For me, however, this day was my 24th birthday. But something more important was lingering in the back of my head Thursday, just as it has the past eight years.

Nine years ago, I was a nervous freshman at Heritage High School in Saginaw, attending my first-ever Homecoming dance. I left the dance and simply went home.

The next series of events changed my life forever.

Around 2:30 a.m. of Oct. 15, 2000, just hours after the Homecoming dance had come to a close, a good friend of mine, 14-year-old Heather Mayes, was getting picked up. She was with a friend by her sister, 20-year-old Shannon Mayes, to return home from an after-Homecoming party.

During the short drive and just minutes away from their home, the vehicle Shannon was driving was struck by a drunk driver traveling more than double the road’s 30 MPH speed limit.

Heather and Shannon did not survive the accident.

As college students who are approaching — or have surpassed — the legal drinking age, we are constantly bombarded with the “don’t drink and drive” slogan. Although I have eclipsed that plateau by three years now, the reminders are still there, but becoming few and far between.

I am reminded at least once a year on my birthday when I think of those two I’ve lost.

Let this be one more warning.

Drinking and driving is a serious matter. Next time you’re at O’Kelly’s, the Bird or the Blackstone and you’ve been drinking, remember this story. Drinking and driving can severely injure or even kill yourself or others.

Whether you think you know your limits or how sternly you proclaim to your friends that you’re okay to drive, for the sake of everyone who knows you, take the safe route. Call a taxi or have a sober friend drive you home.

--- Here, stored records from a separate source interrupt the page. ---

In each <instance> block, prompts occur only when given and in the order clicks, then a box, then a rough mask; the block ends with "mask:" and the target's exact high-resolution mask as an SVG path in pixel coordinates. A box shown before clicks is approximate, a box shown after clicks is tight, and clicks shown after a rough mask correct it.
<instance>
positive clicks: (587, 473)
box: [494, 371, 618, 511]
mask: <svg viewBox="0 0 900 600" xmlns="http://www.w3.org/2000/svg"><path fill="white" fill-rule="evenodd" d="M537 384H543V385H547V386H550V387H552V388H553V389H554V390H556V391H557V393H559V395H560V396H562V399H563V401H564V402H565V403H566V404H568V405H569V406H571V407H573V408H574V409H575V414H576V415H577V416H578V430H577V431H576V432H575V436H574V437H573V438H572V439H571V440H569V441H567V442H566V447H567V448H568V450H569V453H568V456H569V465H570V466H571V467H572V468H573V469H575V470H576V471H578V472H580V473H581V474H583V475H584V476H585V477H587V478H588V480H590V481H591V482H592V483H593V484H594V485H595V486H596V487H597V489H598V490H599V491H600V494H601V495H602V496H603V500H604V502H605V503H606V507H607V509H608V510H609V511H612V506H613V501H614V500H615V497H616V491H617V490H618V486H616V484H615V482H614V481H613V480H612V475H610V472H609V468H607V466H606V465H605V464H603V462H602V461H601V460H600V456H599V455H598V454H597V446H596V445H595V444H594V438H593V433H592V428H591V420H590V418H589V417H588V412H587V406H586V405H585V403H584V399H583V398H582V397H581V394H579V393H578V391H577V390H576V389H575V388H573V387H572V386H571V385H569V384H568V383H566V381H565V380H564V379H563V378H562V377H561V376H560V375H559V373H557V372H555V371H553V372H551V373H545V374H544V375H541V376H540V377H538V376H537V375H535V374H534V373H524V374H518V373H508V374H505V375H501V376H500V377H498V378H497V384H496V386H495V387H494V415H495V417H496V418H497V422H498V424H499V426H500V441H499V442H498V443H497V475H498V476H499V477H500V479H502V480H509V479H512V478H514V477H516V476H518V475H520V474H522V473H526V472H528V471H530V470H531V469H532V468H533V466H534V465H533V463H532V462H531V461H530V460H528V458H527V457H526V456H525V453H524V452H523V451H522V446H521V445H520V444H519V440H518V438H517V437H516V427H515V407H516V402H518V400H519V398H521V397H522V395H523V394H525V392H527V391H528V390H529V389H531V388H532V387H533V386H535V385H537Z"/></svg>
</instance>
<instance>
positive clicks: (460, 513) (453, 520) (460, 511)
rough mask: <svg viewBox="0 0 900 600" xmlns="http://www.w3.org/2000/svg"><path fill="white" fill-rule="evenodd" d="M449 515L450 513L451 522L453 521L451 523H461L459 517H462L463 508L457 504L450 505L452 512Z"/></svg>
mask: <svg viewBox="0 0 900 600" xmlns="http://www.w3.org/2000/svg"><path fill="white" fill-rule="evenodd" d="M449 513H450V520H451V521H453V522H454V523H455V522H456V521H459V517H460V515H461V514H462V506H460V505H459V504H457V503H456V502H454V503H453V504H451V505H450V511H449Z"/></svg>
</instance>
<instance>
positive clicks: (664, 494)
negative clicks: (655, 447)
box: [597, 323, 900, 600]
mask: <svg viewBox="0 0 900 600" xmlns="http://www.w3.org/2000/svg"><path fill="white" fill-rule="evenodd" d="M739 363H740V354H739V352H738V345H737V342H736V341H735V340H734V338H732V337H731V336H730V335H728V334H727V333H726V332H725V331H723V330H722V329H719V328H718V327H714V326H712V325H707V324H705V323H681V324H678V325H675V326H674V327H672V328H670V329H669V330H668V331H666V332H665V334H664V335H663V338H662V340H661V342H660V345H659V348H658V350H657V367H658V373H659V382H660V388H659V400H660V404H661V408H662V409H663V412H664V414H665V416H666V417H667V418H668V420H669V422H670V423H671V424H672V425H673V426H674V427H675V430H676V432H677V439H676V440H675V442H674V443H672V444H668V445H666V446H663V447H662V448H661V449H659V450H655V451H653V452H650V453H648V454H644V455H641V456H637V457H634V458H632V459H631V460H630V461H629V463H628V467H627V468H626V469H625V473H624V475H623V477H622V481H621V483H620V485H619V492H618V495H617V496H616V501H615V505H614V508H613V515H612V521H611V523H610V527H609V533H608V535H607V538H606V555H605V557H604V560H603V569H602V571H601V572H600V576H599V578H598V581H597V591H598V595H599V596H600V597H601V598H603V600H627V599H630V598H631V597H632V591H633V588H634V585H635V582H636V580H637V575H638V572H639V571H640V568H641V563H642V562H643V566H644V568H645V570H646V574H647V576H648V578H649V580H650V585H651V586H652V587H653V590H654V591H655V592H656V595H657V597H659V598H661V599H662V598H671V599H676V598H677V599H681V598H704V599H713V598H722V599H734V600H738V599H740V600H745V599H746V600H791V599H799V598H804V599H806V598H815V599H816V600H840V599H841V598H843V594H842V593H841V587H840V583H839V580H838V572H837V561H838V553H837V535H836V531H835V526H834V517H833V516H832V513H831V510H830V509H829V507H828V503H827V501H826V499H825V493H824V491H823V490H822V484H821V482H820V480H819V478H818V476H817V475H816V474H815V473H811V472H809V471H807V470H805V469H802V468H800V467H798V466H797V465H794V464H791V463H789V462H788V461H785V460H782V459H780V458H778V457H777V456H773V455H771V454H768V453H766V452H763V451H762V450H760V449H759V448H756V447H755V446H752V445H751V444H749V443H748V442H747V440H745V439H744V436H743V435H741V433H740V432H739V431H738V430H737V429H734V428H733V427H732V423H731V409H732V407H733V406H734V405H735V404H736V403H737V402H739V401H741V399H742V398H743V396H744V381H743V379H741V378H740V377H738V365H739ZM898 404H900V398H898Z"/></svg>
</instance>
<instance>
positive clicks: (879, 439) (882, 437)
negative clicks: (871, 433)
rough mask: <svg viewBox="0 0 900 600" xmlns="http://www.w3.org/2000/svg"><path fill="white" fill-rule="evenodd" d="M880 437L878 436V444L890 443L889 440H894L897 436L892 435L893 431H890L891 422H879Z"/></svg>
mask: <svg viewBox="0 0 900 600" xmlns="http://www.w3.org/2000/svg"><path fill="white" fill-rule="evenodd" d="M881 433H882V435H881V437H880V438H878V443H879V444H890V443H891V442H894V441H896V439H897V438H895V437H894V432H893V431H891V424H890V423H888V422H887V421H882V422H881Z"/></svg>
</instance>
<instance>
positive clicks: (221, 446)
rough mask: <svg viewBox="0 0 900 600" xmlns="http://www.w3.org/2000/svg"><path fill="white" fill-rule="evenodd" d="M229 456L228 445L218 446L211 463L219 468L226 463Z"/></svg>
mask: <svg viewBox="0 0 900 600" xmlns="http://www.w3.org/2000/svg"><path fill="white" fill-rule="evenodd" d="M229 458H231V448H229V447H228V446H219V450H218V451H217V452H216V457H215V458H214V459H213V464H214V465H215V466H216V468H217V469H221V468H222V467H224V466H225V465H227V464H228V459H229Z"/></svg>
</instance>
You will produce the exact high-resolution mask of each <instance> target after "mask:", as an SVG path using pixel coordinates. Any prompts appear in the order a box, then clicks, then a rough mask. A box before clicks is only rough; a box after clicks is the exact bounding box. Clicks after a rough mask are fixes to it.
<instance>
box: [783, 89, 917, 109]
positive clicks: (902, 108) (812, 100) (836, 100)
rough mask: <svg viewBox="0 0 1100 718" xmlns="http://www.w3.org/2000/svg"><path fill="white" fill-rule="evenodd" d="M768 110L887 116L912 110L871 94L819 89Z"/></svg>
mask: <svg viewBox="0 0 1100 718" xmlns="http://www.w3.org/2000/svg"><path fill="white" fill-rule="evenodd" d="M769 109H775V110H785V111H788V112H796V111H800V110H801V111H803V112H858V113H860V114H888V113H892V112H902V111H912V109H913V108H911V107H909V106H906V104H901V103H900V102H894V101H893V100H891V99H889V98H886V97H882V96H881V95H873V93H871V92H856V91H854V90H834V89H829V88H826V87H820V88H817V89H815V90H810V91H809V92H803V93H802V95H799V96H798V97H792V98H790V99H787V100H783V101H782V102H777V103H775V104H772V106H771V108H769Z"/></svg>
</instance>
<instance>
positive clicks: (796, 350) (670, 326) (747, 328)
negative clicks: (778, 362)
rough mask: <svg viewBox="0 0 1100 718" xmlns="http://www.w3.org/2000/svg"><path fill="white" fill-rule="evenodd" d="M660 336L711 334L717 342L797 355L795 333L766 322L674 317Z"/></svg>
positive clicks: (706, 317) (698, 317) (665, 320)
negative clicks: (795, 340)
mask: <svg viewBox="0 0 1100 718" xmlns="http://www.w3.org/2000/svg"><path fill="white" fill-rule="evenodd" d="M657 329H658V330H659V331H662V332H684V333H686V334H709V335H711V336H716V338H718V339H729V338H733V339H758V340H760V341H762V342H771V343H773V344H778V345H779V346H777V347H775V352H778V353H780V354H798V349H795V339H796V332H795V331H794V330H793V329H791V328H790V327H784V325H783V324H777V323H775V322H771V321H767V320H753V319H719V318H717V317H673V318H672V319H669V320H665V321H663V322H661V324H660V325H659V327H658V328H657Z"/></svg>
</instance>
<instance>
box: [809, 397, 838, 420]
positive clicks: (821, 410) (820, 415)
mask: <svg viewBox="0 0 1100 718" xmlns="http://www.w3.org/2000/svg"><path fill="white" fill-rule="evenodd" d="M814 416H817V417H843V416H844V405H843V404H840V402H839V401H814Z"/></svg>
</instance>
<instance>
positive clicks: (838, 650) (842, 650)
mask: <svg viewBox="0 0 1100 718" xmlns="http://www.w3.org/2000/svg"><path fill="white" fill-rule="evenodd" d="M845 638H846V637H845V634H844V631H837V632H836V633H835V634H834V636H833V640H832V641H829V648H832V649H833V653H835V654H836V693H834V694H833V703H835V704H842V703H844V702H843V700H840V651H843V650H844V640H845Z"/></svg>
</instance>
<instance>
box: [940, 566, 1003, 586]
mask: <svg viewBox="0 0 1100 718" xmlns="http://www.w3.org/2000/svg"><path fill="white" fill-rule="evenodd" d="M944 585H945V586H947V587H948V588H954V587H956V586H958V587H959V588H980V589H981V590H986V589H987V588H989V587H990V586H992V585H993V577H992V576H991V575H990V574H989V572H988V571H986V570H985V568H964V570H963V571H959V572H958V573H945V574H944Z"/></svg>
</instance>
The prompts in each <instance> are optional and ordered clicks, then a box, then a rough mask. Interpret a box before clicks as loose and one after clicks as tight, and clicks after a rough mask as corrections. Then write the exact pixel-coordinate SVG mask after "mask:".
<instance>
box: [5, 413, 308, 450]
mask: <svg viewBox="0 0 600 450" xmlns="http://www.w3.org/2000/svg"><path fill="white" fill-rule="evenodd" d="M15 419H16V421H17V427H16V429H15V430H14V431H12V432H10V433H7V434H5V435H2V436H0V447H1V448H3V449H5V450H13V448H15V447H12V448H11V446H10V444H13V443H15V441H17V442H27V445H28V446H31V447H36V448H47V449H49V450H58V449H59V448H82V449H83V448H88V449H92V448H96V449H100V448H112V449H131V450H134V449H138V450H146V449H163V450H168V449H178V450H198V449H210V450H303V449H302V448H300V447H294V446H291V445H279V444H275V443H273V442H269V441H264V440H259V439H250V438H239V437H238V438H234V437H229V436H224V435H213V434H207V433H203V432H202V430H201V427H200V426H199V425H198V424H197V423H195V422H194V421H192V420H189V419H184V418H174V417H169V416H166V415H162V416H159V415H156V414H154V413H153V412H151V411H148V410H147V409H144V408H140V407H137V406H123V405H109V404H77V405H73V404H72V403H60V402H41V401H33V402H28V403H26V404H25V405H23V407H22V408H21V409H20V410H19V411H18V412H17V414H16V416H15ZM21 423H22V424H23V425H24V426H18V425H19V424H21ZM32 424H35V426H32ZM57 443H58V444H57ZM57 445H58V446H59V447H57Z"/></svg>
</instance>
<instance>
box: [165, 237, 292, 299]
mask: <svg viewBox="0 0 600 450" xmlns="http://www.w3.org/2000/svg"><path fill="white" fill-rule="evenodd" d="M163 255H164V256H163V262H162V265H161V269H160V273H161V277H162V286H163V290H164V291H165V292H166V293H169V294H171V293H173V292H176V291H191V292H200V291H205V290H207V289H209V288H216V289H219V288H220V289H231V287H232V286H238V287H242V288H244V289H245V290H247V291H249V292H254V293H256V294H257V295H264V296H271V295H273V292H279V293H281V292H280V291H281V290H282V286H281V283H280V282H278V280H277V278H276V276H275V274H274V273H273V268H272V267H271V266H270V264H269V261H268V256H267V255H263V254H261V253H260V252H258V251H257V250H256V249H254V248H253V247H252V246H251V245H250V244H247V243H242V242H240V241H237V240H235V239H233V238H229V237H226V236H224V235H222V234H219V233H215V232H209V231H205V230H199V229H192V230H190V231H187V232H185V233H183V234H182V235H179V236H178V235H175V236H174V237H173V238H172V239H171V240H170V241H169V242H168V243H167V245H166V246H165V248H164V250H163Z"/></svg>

By all means necessary, don’t drive.

I’m not using this space to preach that drinking is wrong. We are all entitled to do what we please. But given the reputation that CMU students drink often and drink heavily, it leaves some to wonder how they make their way home. There is no doubt some choose to drive.

This shouldn’t be the choice that is made.

Every year, I no longer celebrate Oct. 15 as the day I was brought into this world. It has become the day I celebrate the life of a good friend of mine and her older sister who were taken from us nine years ago — far too many years, far too soon.

Don’t let tomorrow — or any day – be the day your friends and family celebrate your life that was cut too short by alcohol.